2017年08月02日(Wed曜日) 午後4時24分

  ――香港に本部を置いた理由は。

 香港は世界でも有数の物流ハブであり、例えば豪州には1~2日で届けることが可能だ。香港から発送される「速達配送(エクスプレス・シッピング)」の小包量は多いため、発送の時間や配送料金のレートも、他都市に比べて最適なものが提示される。だから、グローバル・ディストリビューション・ハブを香港に設けた。これにより、企業の競争力をもっと高めることができるだろう。

 これまでのアパレル業界は、世界各地にオフィス、倉庫、店舗を設けてきた。在庫管理のスピードを上げればコストがかかりすぎるし、管理も大変だ。大量の在庫を抱えれば、売りさばくために各地の店舗へ商品を発送し、ディスカウントして売る結果になる。香港を倉庫の中心とすることで、うまく在庫管理ができている。

 グローバル・ディストリビューション・センターを立ち上げようとしたとき、英国や米国、シンガポールも候補地として検討した。その中で香港が最適だと判断した理由は三つあり、一つ目が自由貿易港(フリー・ポート)、二つ目がファッション業界の人材ハブ、三つ目が物流ハブだ。

 このうち、二つ目は、多くのアパレルメーカーが香港に拠点を設けているので、デザイナーやマーチャンタイザー、製造など業界人材が豊富で商品開発も容易だ。シドニーやニューヨークなどで、そういった人材を見つけようとするのは大変だろう。今はサプライヤーとの距離が近く、コミュニケーションを取るのも簡単。人脈の構築にも役立っている。
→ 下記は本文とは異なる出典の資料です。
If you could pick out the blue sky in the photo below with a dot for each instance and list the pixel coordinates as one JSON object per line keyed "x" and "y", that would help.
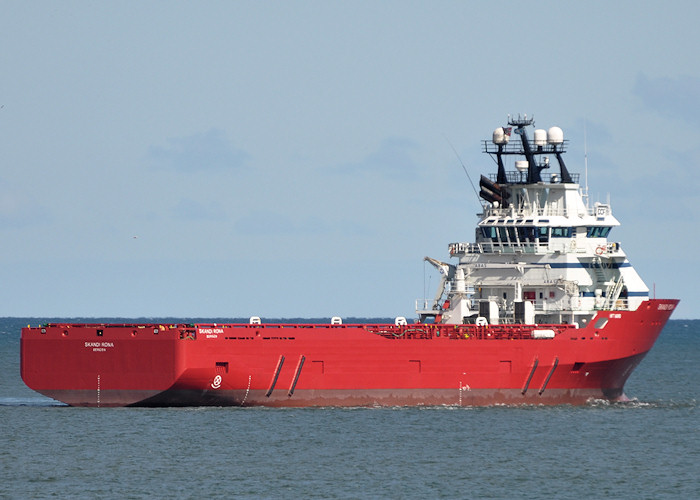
{"x": 294, "y": 159}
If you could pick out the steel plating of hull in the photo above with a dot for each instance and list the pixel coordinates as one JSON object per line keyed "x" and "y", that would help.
{"x": 339, "y": 365}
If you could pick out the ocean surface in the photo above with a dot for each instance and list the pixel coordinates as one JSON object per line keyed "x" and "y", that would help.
{"x": 648, "y": 448}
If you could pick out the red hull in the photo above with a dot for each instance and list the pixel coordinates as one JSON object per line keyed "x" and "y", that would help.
{"x": 338, "y": 365}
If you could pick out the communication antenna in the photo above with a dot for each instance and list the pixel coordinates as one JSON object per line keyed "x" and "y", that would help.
{"x": 464, "y": 168}
{"x": 585, "y": 162}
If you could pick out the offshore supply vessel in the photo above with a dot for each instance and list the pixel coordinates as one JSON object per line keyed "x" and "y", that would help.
{"x": 541, "y": 308}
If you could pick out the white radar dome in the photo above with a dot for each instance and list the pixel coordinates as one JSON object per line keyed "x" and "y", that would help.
{"x": 499, "y": 136}
{"x": 540, "y": 137}
{"x": 555, "y": 135}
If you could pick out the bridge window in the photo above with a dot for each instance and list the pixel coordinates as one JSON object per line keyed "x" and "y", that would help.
{"x": 562, "y": 232}
{"x": 598, "y": 232}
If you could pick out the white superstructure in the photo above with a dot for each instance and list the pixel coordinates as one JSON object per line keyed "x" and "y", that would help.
{"x": 541, "y": 254}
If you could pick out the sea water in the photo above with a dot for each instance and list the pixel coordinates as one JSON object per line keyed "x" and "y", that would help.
{"x": 648, "y": 448}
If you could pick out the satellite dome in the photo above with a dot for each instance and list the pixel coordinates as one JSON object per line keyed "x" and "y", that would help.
{"x": 555, "y": 135}
{"x": 500, "y": 137}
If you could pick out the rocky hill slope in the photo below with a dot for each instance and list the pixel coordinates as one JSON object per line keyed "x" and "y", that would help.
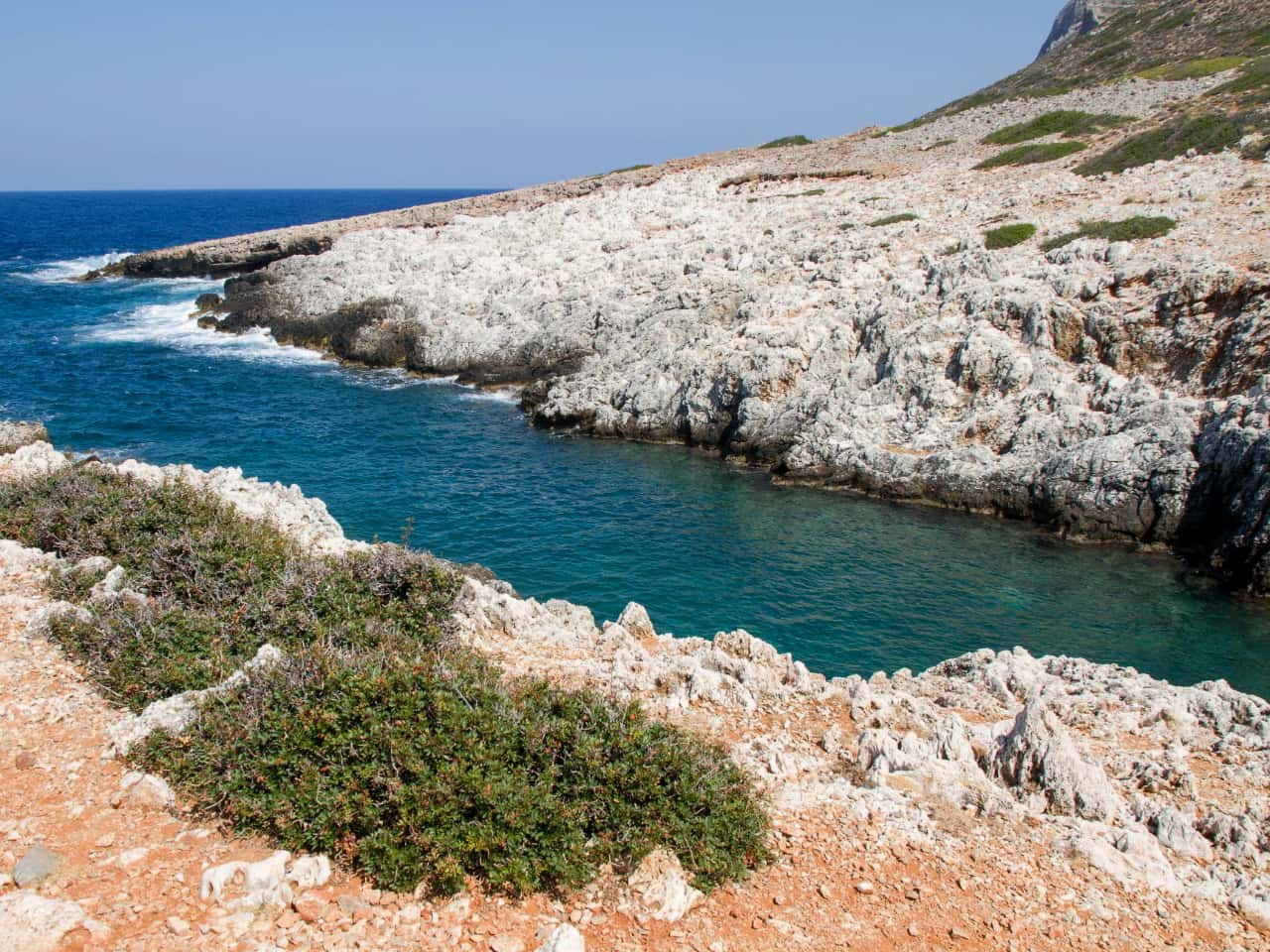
{"x": 1042, "y": 301}
{"x": 1080, "y": 17}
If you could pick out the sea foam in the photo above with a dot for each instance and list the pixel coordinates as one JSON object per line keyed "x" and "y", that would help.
{"x": 171, "y": 325}
{"x": 72, "y": 268}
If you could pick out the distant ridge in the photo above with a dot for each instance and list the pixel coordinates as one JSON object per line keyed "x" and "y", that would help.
{"x": 1080, "y": 17}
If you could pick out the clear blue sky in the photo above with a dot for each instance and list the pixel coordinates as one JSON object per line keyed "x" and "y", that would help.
{"x": 389, "y": 93}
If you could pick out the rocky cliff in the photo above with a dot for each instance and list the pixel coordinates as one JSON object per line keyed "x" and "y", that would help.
{"x": 784, "y": 309}
{"x": 844, "y": 313}
{"x": 997, "y": 800}
{"x": 1079, "y": 18}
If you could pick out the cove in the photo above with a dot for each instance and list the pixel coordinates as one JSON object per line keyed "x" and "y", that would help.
{"x": 846, "y": 584}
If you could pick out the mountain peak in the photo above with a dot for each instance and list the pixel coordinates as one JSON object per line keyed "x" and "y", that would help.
{"x": 1080, "y": 17}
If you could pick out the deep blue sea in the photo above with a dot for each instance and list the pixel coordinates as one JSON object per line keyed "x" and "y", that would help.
{"x": 847, "y": 584}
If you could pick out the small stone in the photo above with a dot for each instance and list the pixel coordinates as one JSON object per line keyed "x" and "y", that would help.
{"x": 310, "y": 909}
{"x": 36, "y": 866}
{"x": 349, "y": 904}
{"x": 564, "y": 938}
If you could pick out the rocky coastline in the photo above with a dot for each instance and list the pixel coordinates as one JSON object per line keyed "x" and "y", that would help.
{"x": 762, "y": 306}
{"x": 994, "y": 798}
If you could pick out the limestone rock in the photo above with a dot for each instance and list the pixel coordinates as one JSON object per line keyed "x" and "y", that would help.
{"x": 36, "y": 866}
{"x": 146, "y": 791}
{"x": 35, "y": 923}
{"x": 635, "y": 620}
{"x": 177, "y": 712}
{"x": 662, "y": 889}
{"x": 1080, "y": 17}
{"x": 16, "y": 434}
{"x": 564, "y": 938}
{"x": 1038, "y": 754}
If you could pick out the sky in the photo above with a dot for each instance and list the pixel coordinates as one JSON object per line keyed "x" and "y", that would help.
{"x": 414, "y": 94}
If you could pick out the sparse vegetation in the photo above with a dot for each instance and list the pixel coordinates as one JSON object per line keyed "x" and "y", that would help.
{"x": 786, "y": 141}
{"x": 1251, "y": 86}
{"x": 1007, "y": 236}
{"x": 1193, "y": 68}
{"x": 1067, "y": 122}
{"x": 1205, "y": 134}
{"x": 893, "y": 220}
{"x": 1178, "y": 19}
{"x": 1128, "y": 230}
{"x": 377, "y": 739}
{"x": 1032, "y": 154}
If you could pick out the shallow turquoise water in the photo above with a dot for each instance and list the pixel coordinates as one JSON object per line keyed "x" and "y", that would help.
{"x": 847, "y": 584}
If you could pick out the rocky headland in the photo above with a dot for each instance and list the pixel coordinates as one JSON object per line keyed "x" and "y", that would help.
{"x": 842, "y": 313}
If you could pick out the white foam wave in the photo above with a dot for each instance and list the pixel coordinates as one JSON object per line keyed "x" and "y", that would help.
{"x": 390, "y": 379}
{"x": 171, "y": 325}
{"x": 73, "y": 267}
{"x": 507, "y": 395}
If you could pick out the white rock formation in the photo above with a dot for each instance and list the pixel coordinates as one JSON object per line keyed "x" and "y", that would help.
{"x": 1106, "y": 390}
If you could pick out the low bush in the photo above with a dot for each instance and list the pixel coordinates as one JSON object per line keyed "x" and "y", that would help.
{"x": 427, "y": 770}
{"x": 1193, "y": 68}
{"x": 377, "y": 739}
{"x": 1205, "y": 134}
{"x": 1032, "y": 154}
{"x": 1007, "y": 236}
{"x": 1069, "y": 122}
{"x": 893, "y": 220}
{"x": 786, "y": 141}
{"x": 1127, "y": 230}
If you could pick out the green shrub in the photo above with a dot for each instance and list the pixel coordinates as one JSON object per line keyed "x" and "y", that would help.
{"x": 1127, "y": 230}
{"x": 427, "y": 770}
{"x": 1032, "y": 154}
{"x": 377, "y": 739}
{"x": 1007, "y": 236}
{"x": 1193, "y": 68}
{"x": 1069, "y": 122}
{"x": 1205, "y": 134}
{"x": 786, "y": 141}
{"x": 893, "y": 220}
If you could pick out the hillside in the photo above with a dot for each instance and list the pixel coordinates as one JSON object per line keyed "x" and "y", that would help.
{"x": 1048, "y": 307}
{"x": 1178, "y": 39}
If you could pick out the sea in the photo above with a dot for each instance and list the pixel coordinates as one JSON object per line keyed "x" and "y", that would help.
{"x": 848, "y": 585}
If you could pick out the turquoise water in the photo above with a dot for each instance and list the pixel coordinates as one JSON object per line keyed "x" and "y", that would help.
{"x": 848, "y": 585}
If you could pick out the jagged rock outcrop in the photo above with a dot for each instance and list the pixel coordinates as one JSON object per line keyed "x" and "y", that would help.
{"x": 1080, "y": 17}
{"x": 906, "y": 361}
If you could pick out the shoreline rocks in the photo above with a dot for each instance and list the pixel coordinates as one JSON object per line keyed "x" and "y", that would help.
{"x": 1160, "y": 788}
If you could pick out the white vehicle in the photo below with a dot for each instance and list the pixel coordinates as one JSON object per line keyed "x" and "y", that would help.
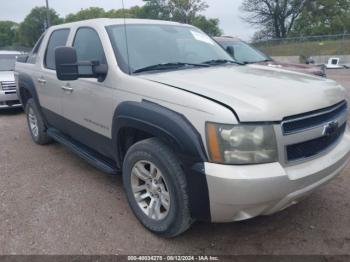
{"x": 195, "y": 135}
{"x": 8, "y": 96}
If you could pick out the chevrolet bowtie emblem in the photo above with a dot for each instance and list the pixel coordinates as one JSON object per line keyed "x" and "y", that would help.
{"x": 331, "y": 128}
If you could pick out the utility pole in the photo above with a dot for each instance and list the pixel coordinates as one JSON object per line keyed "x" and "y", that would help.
{"x": 48, "y": 22}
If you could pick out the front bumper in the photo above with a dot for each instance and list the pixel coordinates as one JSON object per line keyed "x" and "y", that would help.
{"x": 9, "y": 99}
{"x": 243, "y": 192}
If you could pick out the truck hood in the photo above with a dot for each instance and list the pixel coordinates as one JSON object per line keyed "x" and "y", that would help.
{"x": 7, "y": 76}
{"x": 256, "y": 93}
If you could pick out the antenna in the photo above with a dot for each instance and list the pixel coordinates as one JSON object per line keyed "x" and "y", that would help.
{"x": 126, "y": 37}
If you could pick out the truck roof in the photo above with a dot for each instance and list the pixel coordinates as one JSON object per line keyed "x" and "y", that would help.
{"x": 6, "y": 52}
{"x": 115, "y": 21}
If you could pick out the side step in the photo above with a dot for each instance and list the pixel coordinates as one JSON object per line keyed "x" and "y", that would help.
{"x": 92, "y": 157}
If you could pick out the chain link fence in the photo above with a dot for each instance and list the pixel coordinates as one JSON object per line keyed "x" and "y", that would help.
{"x": 308, "y": 46}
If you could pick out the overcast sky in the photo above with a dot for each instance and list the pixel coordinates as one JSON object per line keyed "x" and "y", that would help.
{"x": 226, "y": 10}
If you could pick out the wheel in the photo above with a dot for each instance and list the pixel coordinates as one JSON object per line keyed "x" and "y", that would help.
{"x": 156, "y": 188}
{"x": 36, "y": 124}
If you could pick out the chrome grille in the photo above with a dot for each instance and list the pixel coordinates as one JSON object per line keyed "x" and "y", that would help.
{"x": 305, "y": 121}
{"x": 8, "y": 85}
{"x": 309, "y": 135}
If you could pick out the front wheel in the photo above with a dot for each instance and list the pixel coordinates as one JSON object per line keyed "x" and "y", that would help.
{"x": 156, "y": 188}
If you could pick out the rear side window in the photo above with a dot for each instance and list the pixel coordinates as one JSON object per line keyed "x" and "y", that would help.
{"x": 89, "y": 46}
{"x": 57, "y": 38}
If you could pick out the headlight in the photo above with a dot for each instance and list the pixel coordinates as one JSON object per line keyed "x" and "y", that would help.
{"x": 241, "y": 144}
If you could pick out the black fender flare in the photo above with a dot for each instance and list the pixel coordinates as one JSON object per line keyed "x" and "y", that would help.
{"x": 180, "y": 134}
{"x": 25, "y": 81}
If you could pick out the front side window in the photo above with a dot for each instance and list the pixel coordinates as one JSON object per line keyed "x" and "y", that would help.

 このほか、重視しているアジア太平洋地域への市場参入をするにしても、香港の位置は良いと言える。同地域では、シンガポールのほか、インドネシア、ベトナム、フィリピンにも配送を始めた。

  ――ポテンシャルのある市場はどこか。

 豪州、シンガポール、米国、香港。この4カ国・地域がわれわれのコアマーケットになっている。豪州は物価が高いので、(低価格を売りにするグラナの)優位性があると考えている。米国はEC市場が発達していて、われわれの最大の市場だ。

 新たな市場も見ている。ただ、大型投資はまだ行わない。今月18日に「天猫(Tモール)」に店舗を立ち上げた中国本土市場は、潜在力が大きいとみるが、まずは試験的に始めて消費者の嗜好(しこう)を探りたい。EC市場の大きな日本にも注目している。品質を重視し、ベーシックなものを好む傾向がある。韓国も注目市場だ。

 新市場には動向を把握していくために、試験的に参入する形になるだろう。